Creativity is often assumed to be something that strikes us in a moment of inspiration. Like a lightning bolt.
An idea shoots into our brain like a bolt of inspiration ... and bam!
There's an inspired work of genius staring back at you from the page (or the computer screen)
That's a misnomer.
The truth is that inspiration comes from action — not the other way around.
Writing is thinking on paper
I’ve set myself a goal of writing 1K words each day and have stuck to this for the last 3 months.
I haven't published everything I've written, but I've created a lot more useful content over this time.
All I aim to do is hit the target of 1000 words each day.
I knew the power of writing every day but I haven't always executed it.
This is such an important idea that I think it's worth a mention here.
Writing is one of the best ways I know to explore and develop your thinking.
I recently spoke to Derek Sivers who is one of the best thinkers I’ve come across online.
Derek told me he journals for at least an hour each day — sometimes for up to 3 or 4 hours.
I think that's a big part of his secret to pithy insights and deep content.
I can’t recommend a daily writing target highly enough!
Constraints create positive pressure and inspire innovation
The constraints that come with publishing content create a great canvas for synthesizing and innovating
I've been fortunate enough to interview some of the world's brightest minds in entrepreneurship and marketing on the Productive Insights podcast.
This includes (but isn't limited to) a conversation with Seth Godin in episode 200, Neil Patel in episodes 1 and 212, Guy Kawasaki in episode 210, Sonia Simone in episodes 107 and 108, and Rand Fishkin in episodes 38, 126, and 159 to name a few.

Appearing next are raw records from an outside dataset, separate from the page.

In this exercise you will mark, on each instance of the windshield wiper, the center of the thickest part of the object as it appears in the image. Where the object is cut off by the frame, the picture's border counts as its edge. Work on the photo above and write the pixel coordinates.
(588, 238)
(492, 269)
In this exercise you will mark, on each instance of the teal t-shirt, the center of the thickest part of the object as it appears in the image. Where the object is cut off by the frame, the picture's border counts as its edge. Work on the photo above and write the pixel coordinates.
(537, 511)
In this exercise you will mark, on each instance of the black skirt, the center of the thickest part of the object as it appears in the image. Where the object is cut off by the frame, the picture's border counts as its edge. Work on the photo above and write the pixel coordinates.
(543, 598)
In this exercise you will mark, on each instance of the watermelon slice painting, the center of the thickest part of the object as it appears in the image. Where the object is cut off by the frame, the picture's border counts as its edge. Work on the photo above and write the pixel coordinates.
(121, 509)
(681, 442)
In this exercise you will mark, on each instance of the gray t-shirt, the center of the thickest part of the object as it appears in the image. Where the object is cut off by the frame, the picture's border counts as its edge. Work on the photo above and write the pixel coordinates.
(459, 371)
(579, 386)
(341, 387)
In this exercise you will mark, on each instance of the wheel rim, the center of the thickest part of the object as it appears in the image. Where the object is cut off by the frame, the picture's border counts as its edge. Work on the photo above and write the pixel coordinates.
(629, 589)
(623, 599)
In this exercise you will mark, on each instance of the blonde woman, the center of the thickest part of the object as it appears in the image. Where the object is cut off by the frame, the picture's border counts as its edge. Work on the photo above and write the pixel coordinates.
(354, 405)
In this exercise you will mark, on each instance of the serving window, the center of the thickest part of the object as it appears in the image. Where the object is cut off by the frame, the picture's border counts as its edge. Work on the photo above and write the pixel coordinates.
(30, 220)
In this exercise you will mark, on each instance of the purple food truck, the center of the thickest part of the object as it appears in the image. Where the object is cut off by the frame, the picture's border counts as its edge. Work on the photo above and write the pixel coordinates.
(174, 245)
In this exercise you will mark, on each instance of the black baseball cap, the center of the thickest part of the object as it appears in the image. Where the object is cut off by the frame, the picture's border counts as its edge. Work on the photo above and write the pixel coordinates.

Speaking to these thought leaders is an excellent way to re-discover ideas that lurk in the deep recesses of my mind, and combine those ideas with the conversation I'm having with my (current) podcast guest
More often than not this leads to new and innovative insights that I wouldn't have otherwise arrived at.

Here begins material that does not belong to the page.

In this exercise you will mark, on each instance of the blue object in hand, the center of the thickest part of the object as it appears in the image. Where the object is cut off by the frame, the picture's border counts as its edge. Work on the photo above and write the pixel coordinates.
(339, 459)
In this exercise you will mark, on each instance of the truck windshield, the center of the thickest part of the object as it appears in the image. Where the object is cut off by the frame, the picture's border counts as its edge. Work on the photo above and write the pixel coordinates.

Another excellent tool to help re-discover previous thinking is Roam Research — its bilateral linking capabilities are the best I've seen. I've been using it for years now and I recommend it.
Here's the thing: this principle applies to any form of content creation (even if it isn't conversation based)
The key here is to apply time constraints and structure to your content creation process. For instance, you could use this framework to write your blog posts and aim to publish one blog post each week.
Both these constraints become forcing mechanisms to inspire creativity.
Harness the power of regular breaks
Taking regular breaks serves as a valuable pattern interrupt — especially when you're in a creative rut.
Taking regular breaks gives your subconscious mind to do its thing (after your conscious mind has been focused on the subject matter for some time). Adrian Furnman explains that it's important to give your brain incubation time after you've been working actively on an idea for some time.
Brian Halligan from Hubspot explained in this interview in the New York times that he's a big advocate for naps at the workplace.
He explains that it's important for employees to "work less and think more" by providing nap rooms to encourage regular breaks. This practice helps spark creativity.
Watch stand-up comedians
I've always believed that stand-up comedians are the great philosophers of our time. They usually think deeply about things and inspire us to do the same.
Comedians tend to use pattern-interrupts and open loops to keep their audience engaged, and deliver their humor in a way that's entertaining and often very informative.
Watching comedians do their routines can unlock creativity.
I've lost count of the number of times I've felt a bit stuck (including while writing this very blog post) and have decided to take a break to watch a stand-up comedian I enjoy watching.
In almost every instance I've felt inspired, relaxed and have returned to my computer with renewed enthusiasm.
In every instance I can remember, I've come back with a fresh perspective.
I've found it really easy to move past the roadblock I've encountered. I recommend it.
Play a musical instrument
I have a couple of guitars in my home office and I often pick them up to play a few riffs. This almost always works to get me out of a creative rut when I'm writing.
Because playing the guitar uses different aspects of the brain and stimulates pathways that seem to "unlock" new insights.
Since the guitar is a "tactile" experience and engages muscle memory, it seems to add a new dimension in terms of creativity.
If you don't play a music instrument, then listen to music. That's a good alternative.